Hopefully this will help translate my response to language you are familiar with.

Firstly, yes, $C^*(T)$ is as you have defined it.

Secondly, basically the only difference between the two cases is that if $T$ is normal, we define the map $\Phi_0$ from polynomials in two variables $p=p(z,\overline z)$ to $B(X)$ by $\sum_{ij}a_{ij}z^i\overline z^j\mapsto \sum_{ij}a_{ij}T^i(T^*)^j$ and extend this by Stone-Weierstrass to a map $\Phi:C(\sigma(T))\to B(X)$. We need to consider bivariate polynomials in the normal case because if the set $X\subset\mathbb C$ is not a subset of $\mathbb R$, polynomials in one variable are not closed under conjugation, hence the Stone-Weierstrass theorem cannot be applied.

Thirdly, there are plenty of books out there that prove the spectral theorem for normal operators, leaving the case for self-adjoint operators as a corollary, but most of the one's I'm familiar with develop some basic $C^*$-algebra theory to make the proofs more transparent. See for instance Conway's or Rudin's functional analysis books, or Murphy's $C^*$-algebras and operator theory.

Answer 2

@Aweygan: Thanks for the quick reply! HL3 has to wait, since I lately have some troubles concerning math :)

Sadly, in my lecture, we didn't really touch the topics of $C^{\ast}$-algebras or Gelfand-theory and only proved the spectral theorem for self adjoint operators. We started out by defining a map $\Phi_0 : P(\sigma(T)) \rightarrow B(X)$ by $p(T) = \sum_{i = 0}^{n} a_i T^i$ and then extending this map to a map $ \Phi : C(\sigma(T)) \rightarrow B(X)$ by density of the polynomials $P(\sigma(T))$ in $C(\sigma(T))$ due to the Stone-Weierstrass theorem.

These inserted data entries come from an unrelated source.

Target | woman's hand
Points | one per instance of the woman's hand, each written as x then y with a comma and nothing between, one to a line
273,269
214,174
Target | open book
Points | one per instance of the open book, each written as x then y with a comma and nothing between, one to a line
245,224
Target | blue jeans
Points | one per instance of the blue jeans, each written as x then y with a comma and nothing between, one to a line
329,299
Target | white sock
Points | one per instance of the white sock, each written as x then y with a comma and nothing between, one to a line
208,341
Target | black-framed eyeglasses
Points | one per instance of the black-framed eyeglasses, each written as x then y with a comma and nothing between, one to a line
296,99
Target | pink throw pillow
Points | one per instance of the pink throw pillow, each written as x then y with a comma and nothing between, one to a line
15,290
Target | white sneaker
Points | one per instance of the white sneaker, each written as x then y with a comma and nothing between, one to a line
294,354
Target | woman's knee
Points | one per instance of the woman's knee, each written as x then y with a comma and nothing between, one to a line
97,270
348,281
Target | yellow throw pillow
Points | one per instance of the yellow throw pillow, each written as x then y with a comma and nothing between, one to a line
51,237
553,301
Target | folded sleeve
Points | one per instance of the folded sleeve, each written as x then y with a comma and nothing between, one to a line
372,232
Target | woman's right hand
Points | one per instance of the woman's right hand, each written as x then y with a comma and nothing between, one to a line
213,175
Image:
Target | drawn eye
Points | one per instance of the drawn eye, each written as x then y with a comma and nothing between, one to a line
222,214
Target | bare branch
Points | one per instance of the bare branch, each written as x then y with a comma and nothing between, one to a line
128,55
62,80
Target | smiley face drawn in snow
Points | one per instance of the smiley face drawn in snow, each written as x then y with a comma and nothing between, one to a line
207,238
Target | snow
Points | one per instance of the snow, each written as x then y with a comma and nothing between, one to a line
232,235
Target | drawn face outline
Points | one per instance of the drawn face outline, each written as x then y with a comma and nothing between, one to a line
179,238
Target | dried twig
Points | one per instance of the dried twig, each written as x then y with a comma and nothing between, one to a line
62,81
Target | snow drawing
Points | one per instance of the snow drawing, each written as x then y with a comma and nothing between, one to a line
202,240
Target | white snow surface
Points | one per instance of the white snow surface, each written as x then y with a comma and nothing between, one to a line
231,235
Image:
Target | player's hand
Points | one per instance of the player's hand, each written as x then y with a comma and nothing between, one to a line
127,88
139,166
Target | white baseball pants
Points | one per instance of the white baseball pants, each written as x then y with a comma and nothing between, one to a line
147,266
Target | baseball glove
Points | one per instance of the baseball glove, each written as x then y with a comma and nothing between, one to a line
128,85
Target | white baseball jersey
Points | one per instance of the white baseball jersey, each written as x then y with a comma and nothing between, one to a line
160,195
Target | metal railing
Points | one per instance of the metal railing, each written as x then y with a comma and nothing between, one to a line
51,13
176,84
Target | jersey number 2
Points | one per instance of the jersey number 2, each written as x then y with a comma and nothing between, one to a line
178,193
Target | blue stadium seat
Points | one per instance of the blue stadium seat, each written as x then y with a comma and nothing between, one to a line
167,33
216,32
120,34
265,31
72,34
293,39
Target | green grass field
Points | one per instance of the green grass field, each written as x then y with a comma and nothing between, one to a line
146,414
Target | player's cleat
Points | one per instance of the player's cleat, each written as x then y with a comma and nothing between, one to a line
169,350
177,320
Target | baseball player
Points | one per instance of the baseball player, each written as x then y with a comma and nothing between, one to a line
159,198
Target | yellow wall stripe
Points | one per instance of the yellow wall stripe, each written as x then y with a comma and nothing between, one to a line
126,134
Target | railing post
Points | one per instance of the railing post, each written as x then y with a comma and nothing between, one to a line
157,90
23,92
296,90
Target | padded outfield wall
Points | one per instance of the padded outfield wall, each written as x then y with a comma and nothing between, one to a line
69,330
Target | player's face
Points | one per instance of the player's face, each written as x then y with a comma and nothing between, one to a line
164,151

Then, we did the rest of the construction the same way you described it by obtaining a complex measure by Riesz represenation theorem.

I'm assuming that the space $C^{\ast}(T)$ you are talking about is the set $\{ \Phi(f) \,|\, f \in C(\sigma(T)) \},$ right?

So, by setting $\Phi_0$ the same way we did for self adjoint operators, we would again get a complex measure by the Riesz represenation theorem. So, it's basically the same proof for normal operators?

I'm just asking this question because every book (Werner, Schmüdgen, etc.) that proves the spectral theorem by using the functional calculus (not the Stieltjes integrals) just proves it for self adjoint operators, and for normal ones, "it's left for the reader." I'm guessing the authors of the mentioned books don't want to do the whole proof again and are using the method I described in the first post.